Ses souvenirs du Mexique, comme ceux de José, s’effacent avec le temps. Elle se souvient d’abord des interdictions de sortie, “pour ma sécurité me disaient mes parents”. Le père de Rayna, policier basé près de Tijuana, craignait pour sa vie et celle de sa famille. Une fois de l’autre côté de la frontière, il restera 9 mois derrière les barreaux. “Il n’était pas familier avec les lois américaines en matière d’immigration, il avait décidé de nous faire passer la ligne de démarcation à pieds”. Rayna et sa famille n’ont, depuis, rien connu d’autre que les plaines du Sud-Ouest américain.
Rescapés du « rêve américain »
Le pensionnaire du Bureau ovale les considère comme des illégaux, « undocumented » d’après la formule consacrée aux Etats-Unis. Le jour des premières auditions, Donald Trump est revenu à la charge, considérant que les Dreamers sont “loin d’être des anges”. “Il y a beaucoup d’idées reçues sur nous”, répond calmement Rayna, “apprenez à nous connaître au lieu d’avoir peur : c’est nous qui vivons avec la boule au ventre tous les jours.”

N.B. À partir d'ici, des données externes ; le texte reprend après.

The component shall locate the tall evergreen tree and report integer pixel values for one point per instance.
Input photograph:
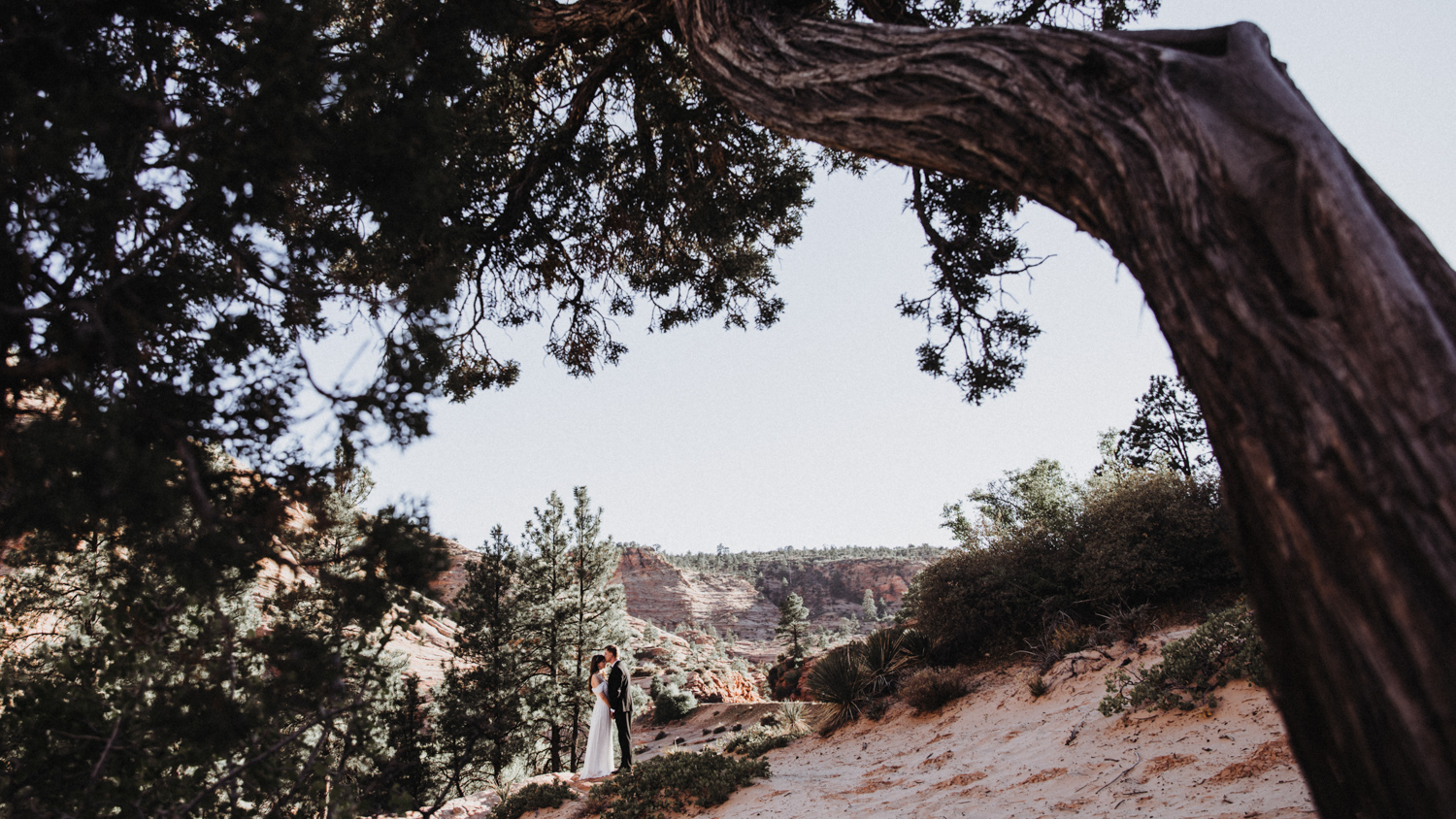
(868, 604)
(547, 609)
(597, 606)
(482, 702)
(794, 620)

José doit renouveler son permis de séjour d’ici septembre 2020. Il ne se fait “aucune illusion”, la décision de la Cour suprême revient à “jouer à quitte ou double” : “Je suis propriétaire de ma maison, j’ai un emploi stable depuis plusieurs années, mais pourtant je me sens comme un enfant, je ne peux rien décider. Je n’ai pas d’autre choix que d’attendre en croisant les doigts. Il m’arrive encore de rêver que Trump ne réussisse pas à nous virer« .
Comme lui, les Dreamers continuent de croire en leur rêve de vivre sous la bannière étoilée “au moins quelques années de plus”. “Aujourd’hui je suis obligée de préparer mes valises en attendant d’être fixée sur mon sort, lâche Rayna, dégoûtée, nous avions tant à offrir à cette terre.”
Many of the people in DACA, no longer very young, are far from “angels.” Some are very tough, hardened criminals. President Obama said he had no legal right to sign order, but would anyway. If Supreme Court remedies with overturn, a deal will be made with Dems for them to stay!